Treasury Secretary Steven Mnuchin reiterated in an interview with the Wall Street Journal that the mortgage interest tax deduction will stay put in the Trump administration’s pending tax plans.
According to an article in The Wall Street Journal by Richard Rubin, Kate Davidson and Nick Timiraos, “The Trump administration and top congressional Republicans intend to release a more detailed tax plan in the next few weeks.”
An answer to the much-debated future of the mortgage interest tax deduction is likely to finally be included in these plans.

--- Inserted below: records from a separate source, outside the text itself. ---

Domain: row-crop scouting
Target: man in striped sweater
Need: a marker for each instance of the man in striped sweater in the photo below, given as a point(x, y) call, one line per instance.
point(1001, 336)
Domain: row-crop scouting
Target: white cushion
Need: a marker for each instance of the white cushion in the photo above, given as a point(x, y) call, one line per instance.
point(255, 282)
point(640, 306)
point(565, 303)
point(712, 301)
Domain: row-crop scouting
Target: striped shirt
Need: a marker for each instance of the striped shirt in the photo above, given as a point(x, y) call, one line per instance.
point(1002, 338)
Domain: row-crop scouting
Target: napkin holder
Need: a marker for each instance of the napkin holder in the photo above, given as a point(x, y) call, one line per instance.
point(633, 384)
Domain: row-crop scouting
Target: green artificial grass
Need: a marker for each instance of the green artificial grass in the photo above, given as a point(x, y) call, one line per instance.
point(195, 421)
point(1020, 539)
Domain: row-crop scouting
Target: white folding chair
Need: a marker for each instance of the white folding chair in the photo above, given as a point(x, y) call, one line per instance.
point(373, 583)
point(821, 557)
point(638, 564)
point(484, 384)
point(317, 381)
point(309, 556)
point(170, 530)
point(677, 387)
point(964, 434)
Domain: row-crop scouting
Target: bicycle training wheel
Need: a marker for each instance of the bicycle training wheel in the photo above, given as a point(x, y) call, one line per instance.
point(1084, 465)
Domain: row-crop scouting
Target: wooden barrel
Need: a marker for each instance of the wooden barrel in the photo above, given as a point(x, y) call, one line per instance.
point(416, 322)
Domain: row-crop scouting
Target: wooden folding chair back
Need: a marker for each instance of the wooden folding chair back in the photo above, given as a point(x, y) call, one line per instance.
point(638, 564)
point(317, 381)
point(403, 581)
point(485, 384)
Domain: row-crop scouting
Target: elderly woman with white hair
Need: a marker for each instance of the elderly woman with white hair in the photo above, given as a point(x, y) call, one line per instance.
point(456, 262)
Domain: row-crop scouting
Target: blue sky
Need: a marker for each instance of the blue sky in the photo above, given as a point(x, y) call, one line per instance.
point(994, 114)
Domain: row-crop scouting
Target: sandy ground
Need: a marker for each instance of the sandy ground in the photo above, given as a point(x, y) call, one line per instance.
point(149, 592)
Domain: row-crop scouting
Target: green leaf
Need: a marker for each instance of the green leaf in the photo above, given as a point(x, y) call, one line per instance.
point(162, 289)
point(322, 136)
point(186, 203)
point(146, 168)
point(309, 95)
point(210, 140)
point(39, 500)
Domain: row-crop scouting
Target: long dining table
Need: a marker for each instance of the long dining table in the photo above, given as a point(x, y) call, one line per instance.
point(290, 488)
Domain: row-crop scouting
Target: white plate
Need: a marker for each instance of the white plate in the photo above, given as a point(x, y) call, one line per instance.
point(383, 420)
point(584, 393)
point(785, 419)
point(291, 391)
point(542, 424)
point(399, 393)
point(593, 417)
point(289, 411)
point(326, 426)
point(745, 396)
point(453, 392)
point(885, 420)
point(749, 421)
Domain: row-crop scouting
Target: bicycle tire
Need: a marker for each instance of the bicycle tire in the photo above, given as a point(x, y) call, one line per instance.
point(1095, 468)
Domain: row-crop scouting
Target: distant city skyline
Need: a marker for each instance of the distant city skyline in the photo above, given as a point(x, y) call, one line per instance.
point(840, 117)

These new comments from Mnuchin repeat comments from him earlier this year. Back in March, Mnuchin said the mortgage interest tax deduction will not be changed in the Trump administration’s tax plan.
From the WSJ:
Mr. Mnuchin also reiterated that tax breaks other than those for charitable contributions, mortgage interest and retirement savings could be curtailed, echoing Mr. Trump’s statement Wednesday that the administration would be “getting rid of the loopholes and complexity that primarily benefit the wealthiest Americans and special interests.”
But just because the administration isn’t getting rid of the mortgage deduction, it doesn’t mean it can’t be changed. According to an article in CNBC by Diana Olick, there’s still a chance something could happen to the MITD in the tax reform plan.
From the article:
The hands-down favorite of taxpayers is back on the negotiating table as tax reform kicks into high gear, according to industry sources, even though no one from the Trump administration has said that out loud, and Republican leaders in Congress say not to worry.
“Saying they aren’t going to get rid of it isn’t saying they won’t touch it,” said one source who agreed to speak only on background. “There are clearly discussions going on around reducing the maximum of the mortgage interest deduction to the $600,000 range.”
America should have an answer on all this soon though, according to the WSJ’s interview with Mnuchin.
The WSJ stated:
After Congress returns from summer recess, the so-called Big Six on tax policy is set to meet Sept. 5 with Mr. Trump to hash out the next steps, likely including the content and timing of any future tax policy document. That group released a tax framework in July that contained little detail about future tax rates and what breaks would go away.